Quant à sa main, qui l'avait contrainte à déclarer forfait à Rome il y a une semaine, "ça s'améliore jour après jour", rassure-t-elle. "J'espère qu'elle sera à 100% pour mon premier match." Un duel avec Victoria Azarenka, ex-N.1 mondiale, ou Jelena Ostapenko, lauréate à Paris en 2017, lui est promis dès le deuxième tour.

. Halep pour le doublé

Son rêve de sacre en Grand Chelem assouvi il y a un an Porte d'Auteuil, Halep, qui a reculé de la première à la troisième place mondiale depuis le début de la saison, est de retour à Paris "plutôt détendue".

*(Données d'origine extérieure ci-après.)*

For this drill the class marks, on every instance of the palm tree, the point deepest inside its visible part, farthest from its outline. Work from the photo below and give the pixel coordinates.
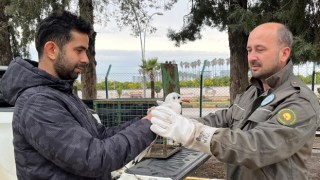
(214, 62)
(221, 63)
(150, 66)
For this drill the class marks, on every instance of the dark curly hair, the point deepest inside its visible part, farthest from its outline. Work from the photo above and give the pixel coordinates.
(57, 27)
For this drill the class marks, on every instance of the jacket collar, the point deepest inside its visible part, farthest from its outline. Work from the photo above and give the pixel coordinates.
(276, 79)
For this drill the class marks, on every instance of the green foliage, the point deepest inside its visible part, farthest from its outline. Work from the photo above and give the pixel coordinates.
(119, 92)
(24, 17)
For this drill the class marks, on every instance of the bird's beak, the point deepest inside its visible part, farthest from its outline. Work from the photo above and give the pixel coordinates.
(185, 100)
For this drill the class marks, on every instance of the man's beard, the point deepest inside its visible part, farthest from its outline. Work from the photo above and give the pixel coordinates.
(64, 69)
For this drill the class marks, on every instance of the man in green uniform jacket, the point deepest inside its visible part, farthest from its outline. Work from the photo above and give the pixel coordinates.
(268, 132)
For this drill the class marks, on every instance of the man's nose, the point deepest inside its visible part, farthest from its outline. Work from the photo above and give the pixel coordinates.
(85, 59)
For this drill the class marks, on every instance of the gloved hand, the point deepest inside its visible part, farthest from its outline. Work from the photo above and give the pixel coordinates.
(190, 133)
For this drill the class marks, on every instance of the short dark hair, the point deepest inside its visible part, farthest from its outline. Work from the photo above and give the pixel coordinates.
(285, 36)
(57, 28)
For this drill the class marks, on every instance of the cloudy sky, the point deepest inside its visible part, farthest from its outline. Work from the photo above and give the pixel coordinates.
(123, 51)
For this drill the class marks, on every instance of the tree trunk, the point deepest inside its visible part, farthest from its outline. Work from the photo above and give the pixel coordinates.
(88, 76)
(238, 63)
(152, 84)
(5, 48)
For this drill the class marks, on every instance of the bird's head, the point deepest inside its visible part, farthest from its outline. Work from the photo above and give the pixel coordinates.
(174, 97)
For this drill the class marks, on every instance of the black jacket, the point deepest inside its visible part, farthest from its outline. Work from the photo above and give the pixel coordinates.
(56, 137)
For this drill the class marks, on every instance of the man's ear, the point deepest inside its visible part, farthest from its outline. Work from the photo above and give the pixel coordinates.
(51, 50)
(285, 53)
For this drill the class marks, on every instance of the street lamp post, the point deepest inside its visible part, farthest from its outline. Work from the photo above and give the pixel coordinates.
(143, 47)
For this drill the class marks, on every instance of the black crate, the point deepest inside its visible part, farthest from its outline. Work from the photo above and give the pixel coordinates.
(113, 112)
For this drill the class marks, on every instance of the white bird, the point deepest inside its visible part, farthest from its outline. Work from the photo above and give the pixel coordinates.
(172, 101)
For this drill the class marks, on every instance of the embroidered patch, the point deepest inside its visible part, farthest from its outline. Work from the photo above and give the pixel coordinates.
(287, 117)
(268, 100)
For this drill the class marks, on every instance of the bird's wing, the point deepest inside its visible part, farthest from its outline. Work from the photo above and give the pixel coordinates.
(159, 102)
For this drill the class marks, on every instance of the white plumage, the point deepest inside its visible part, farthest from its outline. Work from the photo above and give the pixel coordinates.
(172, 101)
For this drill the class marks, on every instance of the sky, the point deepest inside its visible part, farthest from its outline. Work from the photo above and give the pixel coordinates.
(122, 51)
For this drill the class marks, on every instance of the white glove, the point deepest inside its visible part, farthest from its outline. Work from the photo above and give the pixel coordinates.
(190, 133)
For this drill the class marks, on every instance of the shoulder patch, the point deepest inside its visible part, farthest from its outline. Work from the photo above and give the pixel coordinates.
(287, 117)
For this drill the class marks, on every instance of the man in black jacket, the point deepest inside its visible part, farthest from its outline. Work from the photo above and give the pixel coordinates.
(55, 136)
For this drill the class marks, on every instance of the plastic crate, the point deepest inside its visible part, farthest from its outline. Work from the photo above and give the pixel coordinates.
(113, 112)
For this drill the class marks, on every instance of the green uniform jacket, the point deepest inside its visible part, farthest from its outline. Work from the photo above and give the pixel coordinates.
(267, 135)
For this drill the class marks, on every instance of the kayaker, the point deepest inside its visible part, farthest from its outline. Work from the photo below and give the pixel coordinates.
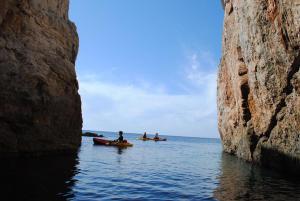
(156, 136)
(145, 136)
(120, 139)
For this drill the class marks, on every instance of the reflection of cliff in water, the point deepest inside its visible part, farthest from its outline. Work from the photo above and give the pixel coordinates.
(46, 178)
(242, 181)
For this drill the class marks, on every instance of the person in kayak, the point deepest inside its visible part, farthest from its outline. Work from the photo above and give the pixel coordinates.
(145, 136)
(121, 138)
(156, 136)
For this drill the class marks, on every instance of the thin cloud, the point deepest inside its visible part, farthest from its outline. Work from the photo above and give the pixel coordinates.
(144, 106)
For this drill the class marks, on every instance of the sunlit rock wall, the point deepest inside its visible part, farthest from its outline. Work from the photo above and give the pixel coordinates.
(259, 80)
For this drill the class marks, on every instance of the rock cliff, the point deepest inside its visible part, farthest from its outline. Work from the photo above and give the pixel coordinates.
(40, 108)
(259, 81)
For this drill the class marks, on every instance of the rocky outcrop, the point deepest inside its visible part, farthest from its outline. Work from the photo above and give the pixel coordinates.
(40, 108)
(259, 80)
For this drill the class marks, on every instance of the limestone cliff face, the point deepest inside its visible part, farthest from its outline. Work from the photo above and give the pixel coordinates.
(259, 80)
(40, 108)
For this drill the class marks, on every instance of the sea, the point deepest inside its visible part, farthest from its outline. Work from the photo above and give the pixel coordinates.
(181, 168)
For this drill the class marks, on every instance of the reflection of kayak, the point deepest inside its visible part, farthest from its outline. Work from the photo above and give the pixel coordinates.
(99, 141)
(154, 139)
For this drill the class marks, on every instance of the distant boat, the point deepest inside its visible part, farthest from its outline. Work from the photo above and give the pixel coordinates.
(153, 139)
(90, 134)
(100, 141)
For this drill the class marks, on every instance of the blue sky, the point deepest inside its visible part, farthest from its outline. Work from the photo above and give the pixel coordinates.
(149, 65)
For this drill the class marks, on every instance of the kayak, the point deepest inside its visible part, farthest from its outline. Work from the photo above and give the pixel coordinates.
(146, 139)
(99, 141)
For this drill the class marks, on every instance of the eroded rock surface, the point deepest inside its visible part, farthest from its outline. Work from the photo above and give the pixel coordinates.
(40, 108)
(259, 80)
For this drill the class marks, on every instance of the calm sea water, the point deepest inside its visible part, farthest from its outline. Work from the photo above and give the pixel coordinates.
(178, 169)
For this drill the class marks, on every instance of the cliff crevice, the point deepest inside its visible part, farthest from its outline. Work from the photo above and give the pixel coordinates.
(259, 78)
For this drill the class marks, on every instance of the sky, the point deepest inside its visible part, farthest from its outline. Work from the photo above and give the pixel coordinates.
(149, 65)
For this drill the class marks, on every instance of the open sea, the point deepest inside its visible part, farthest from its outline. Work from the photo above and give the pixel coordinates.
(182, 168)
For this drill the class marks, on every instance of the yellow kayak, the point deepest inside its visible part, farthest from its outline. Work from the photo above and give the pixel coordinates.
(153, 139)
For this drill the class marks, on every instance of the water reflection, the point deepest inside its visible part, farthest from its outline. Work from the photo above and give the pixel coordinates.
(44, 178)
(242, 181)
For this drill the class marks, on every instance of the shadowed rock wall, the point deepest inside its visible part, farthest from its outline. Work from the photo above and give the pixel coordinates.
(259, 80)
(40, 108)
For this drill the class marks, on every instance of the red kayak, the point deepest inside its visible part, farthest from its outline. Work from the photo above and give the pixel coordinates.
(100, 141)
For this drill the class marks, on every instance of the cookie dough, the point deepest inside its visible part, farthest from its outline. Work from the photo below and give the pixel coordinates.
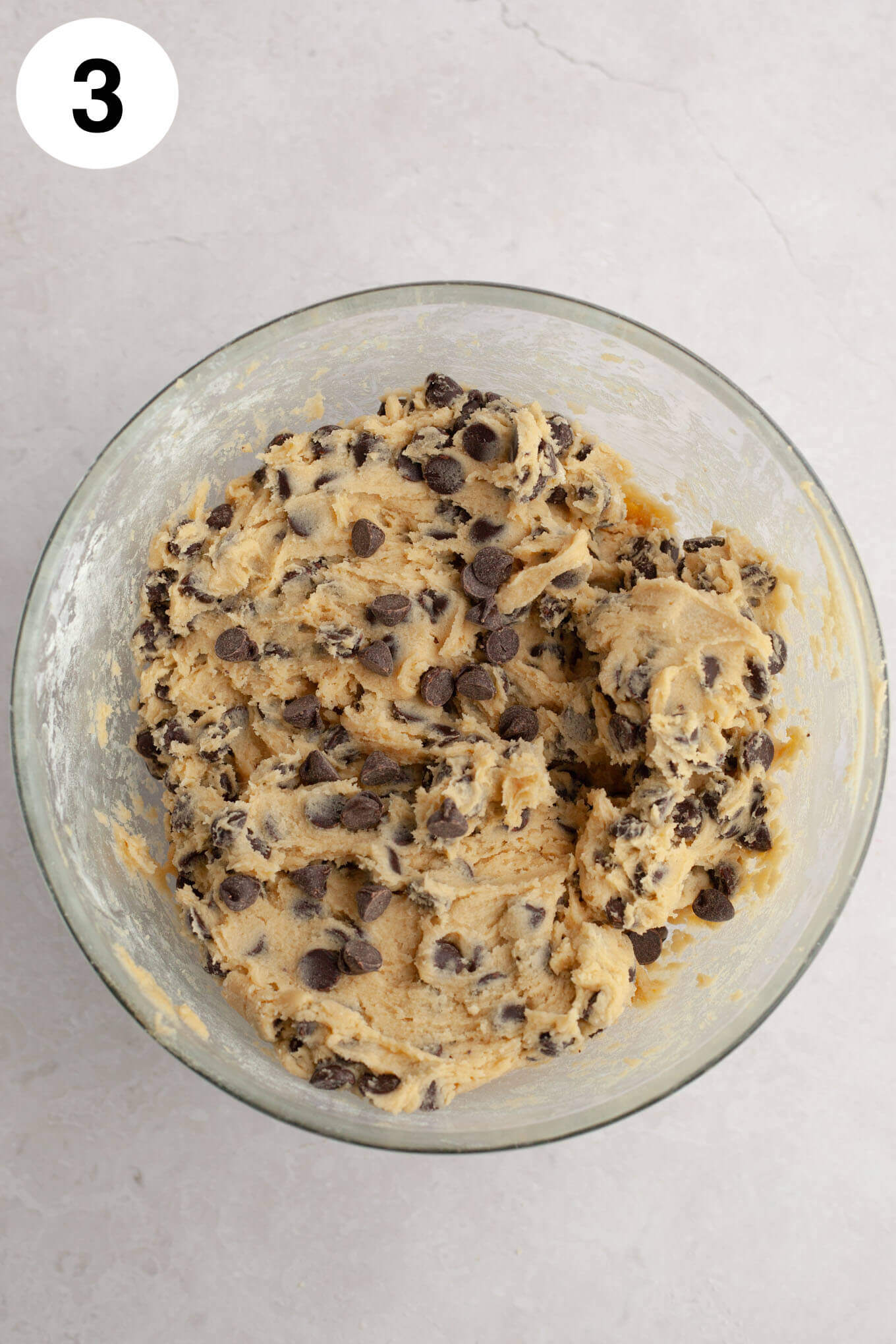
(451, 725)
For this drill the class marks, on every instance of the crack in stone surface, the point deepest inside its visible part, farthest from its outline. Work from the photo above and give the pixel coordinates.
(681, 98)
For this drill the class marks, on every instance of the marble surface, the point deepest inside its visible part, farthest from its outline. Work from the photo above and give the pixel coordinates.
(721, 173)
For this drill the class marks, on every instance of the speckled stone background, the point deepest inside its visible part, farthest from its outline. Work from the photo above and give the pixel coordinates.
(723, 173)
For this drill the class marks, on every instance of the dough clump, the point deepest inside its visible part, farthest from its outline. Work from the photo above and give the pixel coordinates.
(451, 725)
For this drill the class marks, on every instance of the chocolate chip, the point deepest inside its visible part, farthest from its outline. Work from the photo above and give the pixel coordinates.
(331, 1077)
(146, 745)
(501, 646)
(363, 812)
(756, 679)
(519, 722)
(360, 957)
(561, 432)
(390, 609)
(686, 819)
(443, 474)
(258, 845)
(234, 646)
(367, 538)
(312, 880)
(372, 901)
(239, 891)
(711, 669)
(441, 390)
(320, 969)
(378, 658)
(726, 878)
(615, 912)
(474, 683)
(758, 577)
(430, 1098)
(327, 812)
(483, 530)
(646, 945)
(221, 518)
(378, 1085)
(480, 443)
(758, 750)
(446, 956)
(302, 712)
(628, 827)
(437, 686)
(434, 603)
(318, 769)
(492, 566)
(214, 968)
(712, 906)
(778, 654)
(702, 544)
(448, 822)
(407, 468)
(379, 769)
(320, 440)
(625, 734)
(758, 837)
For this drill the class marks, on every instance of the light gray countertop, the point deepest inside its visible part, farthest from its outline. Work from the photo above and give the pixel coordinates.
(721, 173)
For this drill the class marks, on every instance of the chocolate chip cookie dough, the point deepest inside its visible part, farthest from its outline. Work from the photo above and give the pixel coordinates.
(451, 726)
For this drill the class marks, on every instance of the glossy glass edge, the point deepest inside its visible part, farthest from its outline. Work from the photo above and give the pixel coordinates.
(583, 314)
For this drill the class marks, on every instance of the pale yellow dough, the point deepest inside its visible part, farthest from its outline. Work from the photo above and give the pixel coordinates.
(507, 944)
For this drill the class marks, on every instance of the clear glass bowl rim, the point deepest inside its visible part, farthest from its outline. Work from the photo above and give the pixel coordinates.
(408, 294)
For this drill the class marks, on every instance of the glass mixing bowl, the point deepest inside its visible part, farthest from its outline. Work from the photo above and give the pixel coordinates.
(691, 435)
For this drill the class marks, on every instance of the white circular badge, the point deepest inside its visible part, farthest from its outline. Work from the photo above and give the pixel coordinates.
(97, 93)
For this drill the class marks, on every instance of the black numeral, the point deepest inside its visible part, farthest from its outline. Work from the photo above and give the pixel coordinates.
(105, 93)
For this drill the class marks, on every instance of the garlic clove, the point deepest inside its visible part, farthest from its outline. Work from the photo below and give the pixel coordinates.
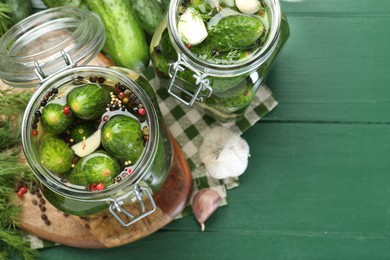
(204, 203)
(224, 153)
(87, 146)
(248, 6)
(191, 27)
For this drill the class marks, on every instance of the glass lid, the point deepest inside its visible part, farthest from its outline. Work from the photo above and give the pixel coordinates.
(45, 40)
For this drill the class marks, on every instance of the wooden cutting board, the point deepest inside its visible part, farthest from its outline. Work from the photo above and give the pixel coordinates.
(103, 230)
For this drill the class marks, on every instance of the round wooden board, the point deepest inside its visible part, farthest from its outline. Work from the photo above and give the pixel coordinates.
(102, 230)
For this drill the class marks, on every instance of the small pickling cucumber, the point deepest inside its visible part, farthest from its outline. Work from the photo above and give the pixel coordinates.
(54, 120)
(55, 154)
(98, 167)
(88, 102)
(236, 99)
(81, 131)
(122, 137)
(236, 32)
(125, 38)
(149, 14)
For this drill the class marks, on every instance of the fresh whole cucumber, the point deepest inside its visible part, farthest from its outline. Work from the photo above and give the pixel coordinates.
(149, 14)
(236, 31)
(125, 39)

AFP/Archives / JAVIER SORIANOLa Roumaine Simona Halep lors du tournoi de Madrid le 11 mai 2019

"Je sais qu'il y a un peu de pression ici parce que je suis la tenante du titre, c'est la première fois que ça m'arrive (en Grand Chelem), mais je veux voir ça positivement: c'est la meilleure position dans laquelle être, je ne vais pas me plaindre", sourit la Roumaine de 27 ans.

"J'ai déjà gagné ce titre, tout est du bonus maintenant, je vais voir si je suis capable de le refaire", poursuit-elle.

Halep, récente finaliste à Madrid (contre Bertens), court toujours après un premier trophée en 2019. Selon elle, qui avance les noms de Karolina Pliskova (N.2) et Kiki Bertens (N.4), elles sont une dizaine à pouvoir prétendre soulever la Coupe Suzanne-Lenglen dans deux semaines.